Three: Part 2

Even from the sky, it looked like a huge house. Shaped roughly like an “L,” it had space for an outside pool and a tennis court, and rose three stories at the point where the two wings met. The short side faced the Pacific ocean.

In Michigan something similar could fetch a million dollars. In California, I didn’t dare speculate. The crazy thing was that in Michigan there would be space around it and probably some forest. Here, it crowded the edge of the lot and ten other houses of the same size stood right next to it.

I landed on the deck.

Glancing backwards toward the ocean, I wondered what exactly we would end up doing. I’d left my bathing suit back at the hotel. Despite what I’d said to my mom, coming to California and spending the entire time playing Guitar Hero sounded like a waste.

A door slid open.

Alex leaned out. “Hey, don’t stand there, come inside!”

I hadn’t seen him since my grandfather’s funeral. He’d come in disguise. His dad, Preserver didn’t have much of a secret identity and no one wanted to blow Grandpa’s even in death.

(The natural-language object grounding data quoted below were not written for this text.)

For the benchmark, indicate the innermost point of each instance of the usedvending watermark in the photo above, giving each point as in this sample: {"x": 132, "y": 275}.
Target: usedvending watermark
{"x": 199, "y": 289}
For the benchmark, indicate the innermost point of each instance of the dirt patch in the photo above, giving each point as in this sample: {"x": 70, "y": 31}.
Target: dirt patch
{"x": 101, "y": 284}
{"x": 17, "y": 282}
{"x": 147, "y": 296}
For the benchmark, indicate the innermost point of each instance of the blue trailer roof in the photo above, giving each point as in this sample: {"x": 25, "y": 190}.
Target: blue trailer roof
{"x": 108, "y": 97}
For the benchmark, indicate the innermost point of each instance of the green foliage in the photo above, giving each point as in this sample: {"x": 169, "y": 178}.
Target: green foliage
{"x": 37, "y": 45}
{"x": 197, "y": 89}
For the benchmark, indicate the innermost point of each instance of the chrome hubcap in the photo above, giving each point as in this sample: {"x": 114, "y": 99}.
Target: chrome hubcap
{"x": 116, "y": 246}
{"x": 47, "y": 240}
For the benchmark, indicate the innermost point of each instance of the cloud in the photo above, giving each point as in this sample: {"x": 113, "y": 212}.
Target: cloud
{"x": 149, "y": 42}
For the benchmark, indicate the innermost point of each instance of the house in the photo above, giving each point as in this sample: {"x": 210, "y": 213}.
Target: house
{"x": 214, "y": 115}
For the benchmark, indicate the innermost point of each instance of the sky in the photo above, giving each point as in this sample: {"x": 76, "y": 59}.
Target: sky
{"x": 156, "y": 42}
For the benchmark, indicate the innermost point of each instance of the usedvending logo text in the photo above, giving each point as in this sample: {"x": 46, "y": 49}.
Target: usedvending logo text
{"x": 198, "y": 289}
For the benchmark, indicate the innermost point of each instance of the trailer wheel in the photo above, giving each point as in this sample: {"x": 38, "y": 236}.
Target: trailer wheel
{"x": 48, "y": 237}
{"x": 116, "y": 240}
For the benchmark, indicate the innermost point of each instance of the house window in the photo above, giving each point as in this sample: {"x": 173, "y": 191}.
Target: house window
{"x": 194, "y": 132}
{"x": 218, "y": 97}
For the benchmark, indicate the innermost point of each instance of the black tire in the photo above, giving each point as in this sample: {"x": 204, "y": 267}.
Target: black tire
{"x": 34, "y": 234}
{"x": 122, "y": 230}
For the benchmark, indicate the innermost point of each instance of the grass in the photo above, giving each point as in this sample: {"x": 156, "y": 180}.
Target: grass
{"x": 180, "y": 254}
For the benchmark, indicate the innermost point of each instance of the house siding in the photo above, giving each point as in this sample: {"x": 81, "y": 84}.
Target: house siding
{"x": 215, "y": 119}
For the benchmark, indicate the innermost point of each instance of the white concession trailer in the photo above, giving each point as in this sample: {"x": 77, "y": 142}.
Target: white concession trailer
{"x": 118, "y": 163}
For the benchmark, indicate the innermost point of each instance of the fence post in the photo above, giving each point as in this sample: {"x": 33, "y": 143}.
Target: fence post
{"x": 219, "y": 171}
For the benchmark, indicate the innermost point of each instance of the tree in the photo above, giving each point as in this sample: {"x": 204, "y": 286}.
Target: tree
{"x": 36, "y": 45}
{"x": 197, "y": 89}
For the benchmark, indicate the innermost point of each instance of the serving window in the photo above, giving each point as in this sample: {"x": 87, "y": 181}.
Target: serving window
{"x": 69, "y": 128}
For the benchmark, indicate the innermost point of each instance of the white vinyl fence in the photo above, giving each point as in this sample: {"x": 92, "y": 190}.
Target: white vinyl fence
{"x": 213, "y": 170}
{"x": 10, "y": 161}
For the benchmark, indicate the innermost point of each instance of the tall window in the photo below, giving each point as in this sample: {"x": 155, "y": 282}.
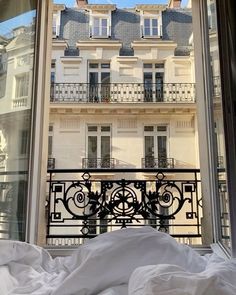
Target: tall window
{"x": 155, "y": 147}
{"x": 150, "y": 27}
{"x": 153, "y": 78}
{"x": 99, "y": 81}
{"x": 98, "y": 146}
{"x": 22, "y": 85}
{"x": 100, "y": 27}
{"x": 24, "y": 137}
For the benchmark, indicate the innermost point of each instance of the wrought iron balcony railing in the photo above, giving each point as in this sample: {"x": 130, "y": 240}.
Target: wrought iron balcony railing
{"x": 51, "y": 163}
{"x": 98, "y": 163}
{"x": 123, "y": 93}
{"x": 82, "y": 203}
{"x": 151, "y": 162}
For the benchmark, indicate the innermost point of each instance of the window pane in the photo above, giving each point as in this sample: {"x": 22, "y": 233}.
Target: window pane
{"x": 147, "y": 31}
{"x": 104, "y": 31}
{"x": 92, "y": 128}
{"x": 104, "y": 22}
{"x": 161, "y": 128}
{"x": 147, "y": 22}
{"x": 154, "y": 22}
{"x": 105, "y": 128}
{"x": 96, "y": 31}
{"x": 149, "y": 146}
{"x": 154, "y": 31}
{"x": 159, "y": 66}
{"x": 161, "y": 145}
{"x": 18, "y": 33}
{"x": 96, "y": 22}
{"x": 93, "y": 66}
{"x": 105, "y": 151}
{"x": 105, "y": 66}
{"x": 148, "y": 128}
{"x": 92, "y": 146}
{"x": 147, "y": 66}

He looked like a surfer stereotype — blond, tanned, and good looking. He hadn’t shaved, and unlike when I did that, you could actually tell.

I walked into the house and took my helmet off.

“You want me to take that?” He gestured toward my helmet.

“I just landed. I don’t know what I want.”

I’d stepped into the dining room. That was one way to put it. A more accurate way might be “the really huge room that combined kitchen, family room, and dining room into one massive room almost the size of my house.”

The room’s ceiling reached to the second floor. The second floor’s hall actually turned into a walkway above the room.

Whoever had designed the place loved the look of wood. I wondered if the exposed wooden beams were in any way functional.

Alex brought me back to the situation. “How was your flight?”

“Which one? The plane flight or the one I just took over here?”


“The cross country flight was okay. The flight over here was… strange. I think I almost got pulled over by a cop.”

“The Blue Streak?”

“I don’t know. He was all in black except for the badge.”

“No. Before he started working for LAPD, he called himself Blue Streak. He still does in his off hours.”

“If it’s the same guy, he hauls. I’ve never seen anybody that fast.”

“Yeah, he’s quick, but that’s about his only power. Believe me, he needs that gun. Not like I should talk, but he’s got nothing offensive.”

I was about to ask Alex about his own abilities, but didn’t get the chance. Two girls around my age had gotten up from the couches in front of the television and come to join us.

One was tall with long, curly blond hair. It was probably unfair of me, but something about her said cheerleader. She smiled as she stood next to Alex. I’d never seen her before.

The other girl had dark, straight black hair, light brown skin and glasses — which gave her a more studious look, whether or not it matched her personality. I recognized Jenny even before she hugged me. “Hi Nick.”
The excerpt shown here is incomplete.